Mahquella Jones Intro to contemporary literacies
Mahquella Jones
Professor Rosen
Spring 2021 Contemporary Literacies
24 January 2021
Introduction
Hello my name is Mahquella Jones, I am 19 years old and I am from New Brunswick, New Jersey. I am a sophomore at New Jersey City University, I am majoring in Sociology and I will graduate with my Bachelors Degree in 2023. I would like to get my Masters degree in counseling because I’d like to counsel troubled children. I feel like children always need someone to talk to, if a parent can’t be there for them because they need that support system and I want to be there for the children that I counsel and help them to make the best choices. I also want to counsel children because I feel like I went through regular stuff as a child and teen that normal kids go through but I didn’t want to talk to my parents about it. Children sometimes think they can deal with battles themselves or the problem may go away with time but truthfully they need an open ear that can listen to them and offer helpful feedback sometimes. I am taking this class because it is a tier 2 requirement and I figured I would enjoy what this class has to offer, based on reading the description.

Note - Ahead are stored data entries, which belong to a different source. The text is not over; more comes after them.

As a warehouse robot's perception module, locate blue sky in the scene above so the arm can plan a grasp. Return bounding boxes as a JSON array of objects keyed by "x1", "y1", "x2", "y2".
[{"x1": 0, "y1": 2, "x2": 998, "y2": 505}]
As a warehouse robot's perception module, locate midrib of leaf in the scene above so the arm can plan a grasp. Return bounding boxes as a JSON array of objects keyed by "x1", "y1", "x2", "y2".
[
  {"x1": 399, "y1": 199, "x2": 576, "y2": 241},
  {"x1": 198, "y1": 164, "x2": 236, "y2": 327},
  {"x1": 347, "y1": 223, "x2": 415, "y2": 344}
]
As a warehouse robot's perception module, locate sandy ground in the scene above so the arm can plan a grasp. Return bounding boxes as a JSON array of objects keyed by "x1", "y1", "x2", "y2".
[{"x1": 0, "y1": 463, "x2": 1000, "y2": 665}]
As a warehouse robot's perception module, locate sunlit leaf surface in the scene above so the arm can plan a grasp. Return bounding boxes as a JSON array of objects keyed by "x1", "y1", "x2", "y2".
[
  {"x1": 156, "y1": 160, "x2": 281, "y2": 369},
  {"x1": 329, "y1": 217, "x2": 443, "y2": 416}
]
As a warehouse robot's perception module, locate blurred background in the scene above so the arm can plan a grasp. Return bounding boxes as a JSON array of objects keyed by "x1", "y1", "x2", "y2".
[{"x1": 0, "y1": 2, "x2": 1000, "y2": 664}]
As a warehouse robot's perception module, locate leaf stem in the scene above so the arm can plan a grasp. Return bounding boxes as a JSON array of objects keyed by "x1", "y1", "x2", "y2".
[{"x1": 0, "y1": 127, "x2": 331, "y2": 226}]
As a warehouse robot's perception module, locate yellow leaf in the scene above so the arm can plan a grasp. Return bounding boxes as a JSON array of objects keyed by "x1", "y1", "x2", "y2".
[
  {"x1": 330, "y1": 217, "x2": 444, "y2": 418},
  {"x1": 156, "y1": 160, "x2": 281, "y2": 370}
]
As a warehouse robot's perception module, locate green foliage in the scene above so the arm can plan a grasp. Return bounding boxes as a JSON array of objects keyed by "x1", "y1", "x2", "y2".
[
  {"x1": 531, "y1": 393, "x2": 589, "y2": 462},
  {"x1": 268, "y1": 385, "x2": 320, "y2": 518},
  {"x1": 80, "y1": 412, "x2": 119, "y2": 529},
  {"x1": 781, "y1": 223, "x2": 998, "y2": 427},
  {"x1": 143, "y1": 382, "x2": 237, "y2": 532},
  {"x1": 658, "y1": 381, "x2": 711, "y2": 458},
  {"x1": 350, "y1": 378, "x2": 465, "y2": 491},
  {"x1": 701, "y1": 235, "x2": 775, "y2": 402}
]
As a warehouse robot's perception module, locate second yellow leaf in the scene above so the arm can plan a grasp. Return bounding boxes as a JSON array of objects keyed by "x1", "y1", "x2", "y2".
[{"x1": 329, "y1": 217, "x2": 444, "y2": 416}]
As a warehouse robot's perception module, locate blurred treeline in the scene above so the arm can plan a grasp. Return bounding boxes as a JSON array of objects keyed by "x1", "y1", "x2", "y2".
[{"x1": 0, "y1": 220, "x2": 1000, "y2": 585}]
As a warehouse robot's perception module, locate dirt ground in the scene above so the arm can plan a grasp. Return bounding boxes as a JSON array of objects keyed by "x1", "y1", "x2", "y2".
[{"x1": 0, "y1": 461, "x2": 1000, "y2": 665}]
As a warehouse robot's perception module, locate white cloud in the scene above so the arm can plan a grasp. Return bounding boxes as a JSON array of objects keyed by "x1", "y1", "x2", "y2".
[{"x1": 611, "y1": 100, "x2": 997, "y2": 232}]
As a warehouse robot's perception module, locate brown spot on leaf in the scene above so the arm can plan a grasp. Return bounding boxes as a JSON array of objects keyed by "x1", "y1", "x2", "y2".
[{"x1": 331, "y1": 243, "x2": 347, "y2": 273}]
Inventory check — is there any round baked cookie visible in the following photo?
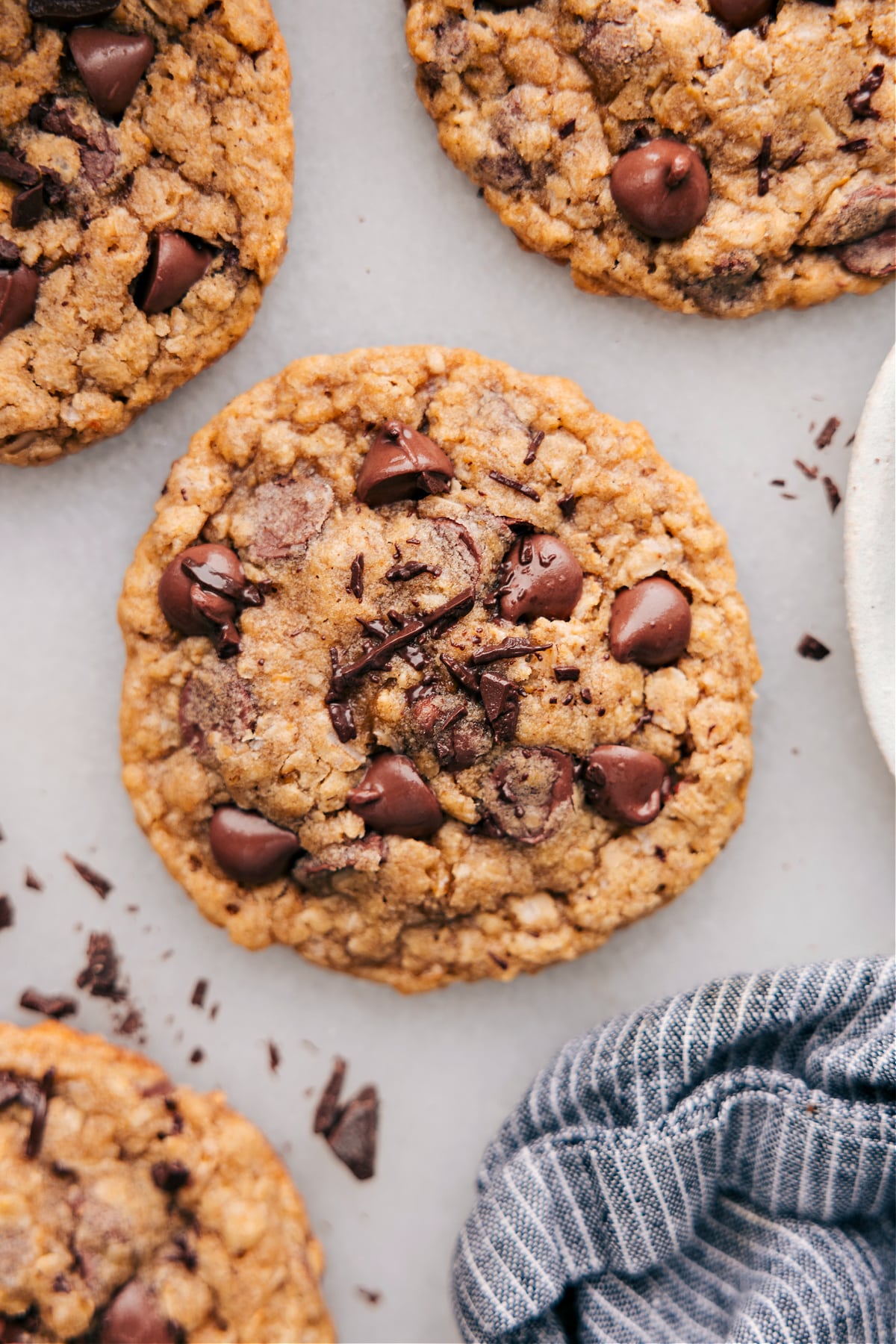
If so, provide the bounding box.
[119,346,759,992]
[0,1023,335,1344]
[407,0,896,317]
[0,0,293,467]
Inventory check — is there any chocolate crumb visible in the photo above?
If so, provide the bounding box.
[64,853,111,900]
[797,635,830,662]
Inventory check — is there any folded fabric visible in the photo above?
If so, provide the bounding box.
[452,958,896,1344]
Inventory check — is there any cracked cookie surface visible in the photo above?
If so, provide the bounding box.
[0,0,293,465]
[119,346,759,992]
[0,1024,335,1344]
[407,0,896,317]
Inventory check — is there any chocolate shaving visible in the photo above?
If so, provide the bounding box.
[64,853,111,900]
[489,472,541,504]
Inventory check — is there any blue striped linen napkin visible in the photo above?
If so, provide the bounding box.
[452,957,896,1344]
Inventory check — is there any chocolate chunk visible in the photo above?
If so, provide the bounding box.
[28,0,119,28]
[314,1059,345,1134]
[482,747,572,844]
[610,578,691,668]
[348,753,442,840]
[177,662,258,763]
[19,989,78,1021]
[470,637,553,668]
[208,806,301,887]
[66,853,111,900]
[497,534,583,621]
[134,231,215,317]
[0,266,40,340]
[479,672,520,742]
[69,28,156,118]
[585,746,671,827]
[355,420,454,507]
[797,635,830,662]
[98,1278,177,1344]
[326,1087,379,1180]
[158,544,264,657]
[610,140,709,239]
[152,1163,190,1195]
[709,0,774,28]
[243,474,333,563]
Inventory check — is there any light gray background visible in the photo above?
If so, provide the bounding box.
[0,0,893,1341]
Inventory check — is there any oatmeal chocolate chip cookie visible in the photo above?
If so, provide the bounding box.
[0,0,293,465]
[0,1023,335,1344]
[407,0,896,317]
[121,346,759,992]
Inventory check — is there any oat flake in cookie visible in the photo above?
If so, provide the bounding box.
[121,346,759,992]
[0,0,293,465]
[407,0,896,317]
[0,1024,335,1344]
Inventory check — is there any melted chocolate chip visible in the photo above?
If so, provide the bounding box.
[0,266,40,340]
[69,28,156,118]
[709,0,775,28]
[482,747,572,844]
[610,140,709,239]
[355,420,454,507]
[98,1278,176,1344]
[134,231,215,317]
[610,578,691,668]
[497,534,583,621]
[585,746,669,827]
[348,753,442,840]
[208,806,301,887]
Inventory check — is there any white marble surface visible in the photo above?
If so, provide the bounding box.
[0,0,893,1341]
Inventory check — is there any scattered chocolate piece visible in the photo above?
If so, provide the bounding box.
[610,576,691,668]
[815,415,839,447]
[346,551,364,602]
[797,635,830,662]
[355,420,454,508]
[821,476,839,514]
[152,1163,190,1195]
[496,534,585,621]
[208,805,302,887]
[583,746,671,827]
[489,472,541,503]
[69,27,156,118]
[134,231,215,317]
[346,751,442,840]
[0,266,40,340]
[19,989,78,1021]
[610,140,709,239]
[98,1278,180,1344]
[64,853,111,900]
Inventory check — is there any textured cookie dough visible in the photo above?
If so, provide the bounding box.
[0,0,293,465]
[119,346,759,992]
[0,1023,335,1344]
[407,0,896,317]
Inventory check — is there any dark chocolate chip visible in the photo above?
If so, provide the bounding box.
[498,534,583,621]
[348,753,442,840]
[482,747,572,844]
[709,0,775,28]
[98,1278,176,1344]
[69,28,156,118]
[610,578,691,668]
[355,420,454,507]
[208,806,301,887]
[136,231,215,317]
[610,140,709,239]
[28,0,119,28]
[585,746,669,827]
[19,989,78,1021]
[0,266,40,340]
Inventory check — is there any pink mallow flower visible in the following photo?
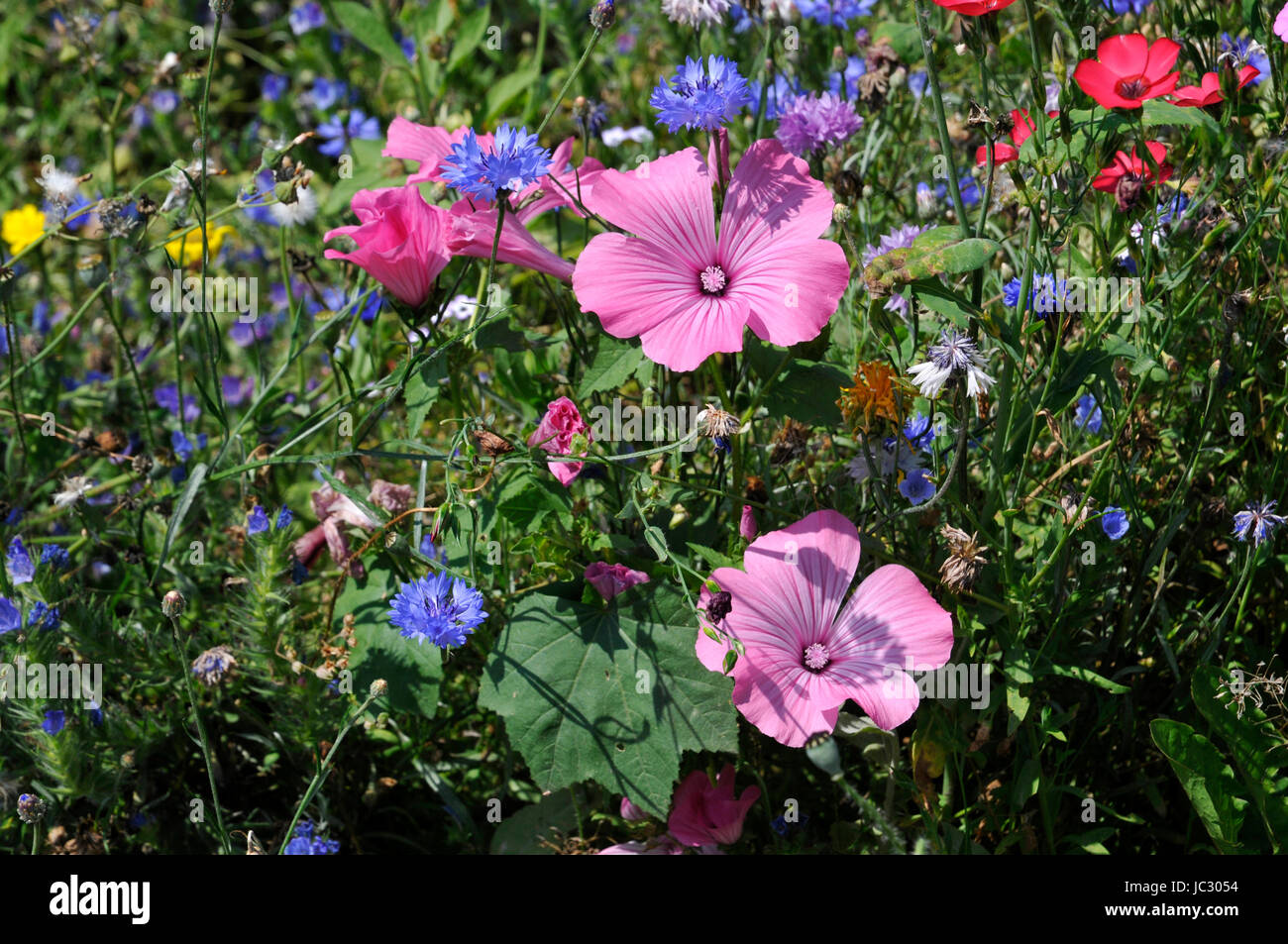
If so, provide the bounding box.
[323,184,453,308]
[528,396,591,486]
[587,561,649,600]
[666,764,760,846]
[572,139,850,370]
[697,511,953,747]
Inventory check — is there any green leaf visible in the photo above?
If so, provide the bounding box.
[1149,717,1248,853]
[149,463,209,583]
[403,357,447,439]
[496,472,572,532]
[480,584,738,818]
[577,335,644,399]
[1190,666,1288,853]
[764,358,850,428]
[335,568,443,717]
[331,0,407,68]
[863,227,1000,296]
[1137,98,1220,135]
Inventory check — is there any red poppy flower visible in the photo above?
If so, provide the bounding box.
[1073,33,1181,108]
[934,0,1015,17]
[1172,65,1261,108]
[1091,141,1172,213]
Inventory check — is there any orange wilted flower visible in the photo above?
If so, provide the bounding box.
[836,361,911,429]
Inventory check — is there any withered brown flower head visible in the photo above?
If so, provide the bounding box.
[939,524,988,593]
[769,416,808,465]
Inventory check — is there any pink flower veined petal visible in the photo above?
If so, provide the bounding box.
[720,138,836,272]
[572,233,726,338]
[447,200,574,282]
[733,652,842,747]
[636,292,748,370]
[583,149,716,261]
[725,240,850,348]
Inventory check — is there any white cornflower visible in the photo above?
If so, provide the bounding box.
[54,475,94,507]
[662,0,729,26]
[909,329,993,399]
[268,187,318,227]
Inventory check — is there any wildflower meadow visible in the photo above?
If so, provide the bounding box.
[0,0,1288,870]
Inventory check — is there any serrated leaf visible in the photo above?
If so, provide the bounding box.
[480,584,738,818]
[345,568,443,717]
[331,0,407,68]
[1149,717,1248,853]
[577,335,644,399]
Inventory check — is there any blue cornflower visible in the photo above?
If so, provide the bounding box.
[317,108,381,157]
[310,77,349,112]
[648,55,751,132]
[389,571,486,649]
[246,505,268,535]
[27,600,61,630]
[827,55,868,102]
[40,708,67,734]
[796,0,876,30]
[899,468,935,505]
[40,544,71,571]
[261,72,291,102]
[1231,501,1285,546]
[0,596,22,632]
[5,537,36,586]
[152,383,201,422]
[1002,278,1024,308]
[1100,505,1130,541]
[1218,33,1270,85]
[282,819,340,855]
[441,125,550,201]
[903,411,935,452]
[286,0,326,36]
[1073,393,1103,433]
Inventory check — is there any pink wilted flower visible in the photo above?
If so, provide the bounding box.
[666,764,760,846]
[323,185,453,301]
[295,472,412,578]
[587,561,649,600]
[697,511,953,747]
[572,139,850,370]
[528,396,591,485]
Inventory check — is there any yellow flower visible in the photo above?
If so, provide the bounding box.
[836,361,911,429]
[0,203,46,255]
[164,227,237,265]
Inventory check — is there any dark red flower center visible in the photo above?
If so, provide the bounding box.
[802,643,832,675]
[1116,76,1149,99]
[698,265,729,295]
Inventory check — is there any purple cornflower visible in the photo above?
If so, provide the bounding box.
[441,125,550,201]
[648,55,751,132]
[1234,501,1285,545]
[389,571,486,649]
[777,91,863,157]
[246,505,268,535]
[5,537,36,586]
[317,108,381,157]
[1100,505,1130,541]
[1073,393,1103,433]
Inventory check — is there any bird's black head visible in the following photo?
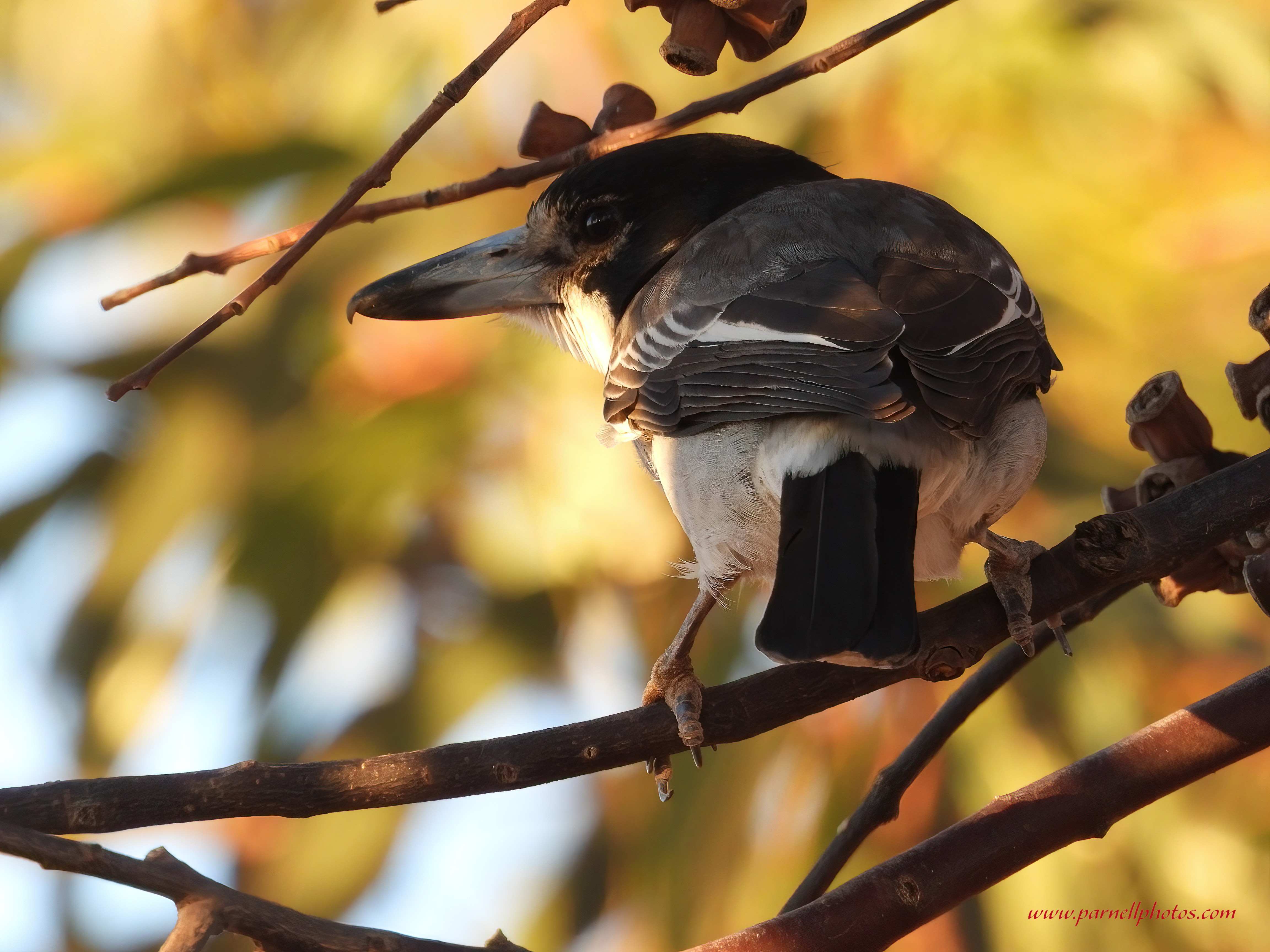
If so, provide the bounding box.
[528,134,834,315]
[348,133,836,363]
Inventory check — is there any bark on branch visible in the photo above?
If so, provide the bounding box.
[102,0,954,400]
[693,668,1270,952]
[105,0,569,400]
[0,452,1270,833]
[781,581,1138,913]
[0,823,505,952]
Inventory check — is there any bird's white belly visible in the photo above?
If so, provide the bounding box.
[649,399,1045,588]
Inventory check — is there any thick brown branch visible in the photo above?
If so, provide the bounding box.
[693,668,1270,952]
[0,823,500,952]
[105,0,569,400]
[102,0,952,388]
[0,452,1270,833]
[781,581,1138,913]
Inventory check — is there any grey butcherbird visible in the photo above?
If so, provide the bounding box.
[348,134,1061,798]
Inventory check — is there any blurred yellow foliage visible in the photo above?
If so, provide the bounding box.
[0,0,1270,952]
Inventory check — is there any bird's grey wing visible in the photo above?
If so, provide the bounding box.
[604,259,912,436]
[875,255,1062,439]
[604,179,1061,439]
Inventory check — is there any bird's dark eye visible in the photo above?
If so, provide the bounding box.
[582,204,622,245]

Literacy has always been evident in my household because my mom is a teacher, so she always took teachings from her classroom and applied it to helping her children. My mom believes that reading and writing is the key to success and she always asks me where I would be if I didn’t know how to read and write. My brother never really took interest in literacy and school in general, so I feel like he pushed me to better my reading and writing skills because he knows how important it is and how much it is needed but he also knows that he was never that great at it so he helped me. I come from an African-American household and I am also a woman so African-American women were never really pushed to go to school and learn things and be out of the house. My grandmom and the women before her in our family were never pushed to go to school to learn to read and write because that was up to the men. Yes my grandmom read and wrote but she chose to do that and a lot of the African-American women around her, in that time period didn’t choose to do that , they chose to stick to the “norms” at the time of being a dedicated stay at home wife and mother. Times have changed drastically since then and when I do graduate college, I know for a fact my grandma will be more than proud of me because i’m doing everything that she always wanted to do but was never able to do.
Literacy was just as evident and practiced in my household as it was in the community. Other than home and School, Sunday school in Church was where I learned a lot of reading and writing skills as well. When I started working, especially in college, that’s when I started working for the advisement center and now I have skills from that job such as emailing students, reading printer manuals or computer manuals to fix them, I learned a lot overall about literacy throughout my years and am always looking forward to learning more.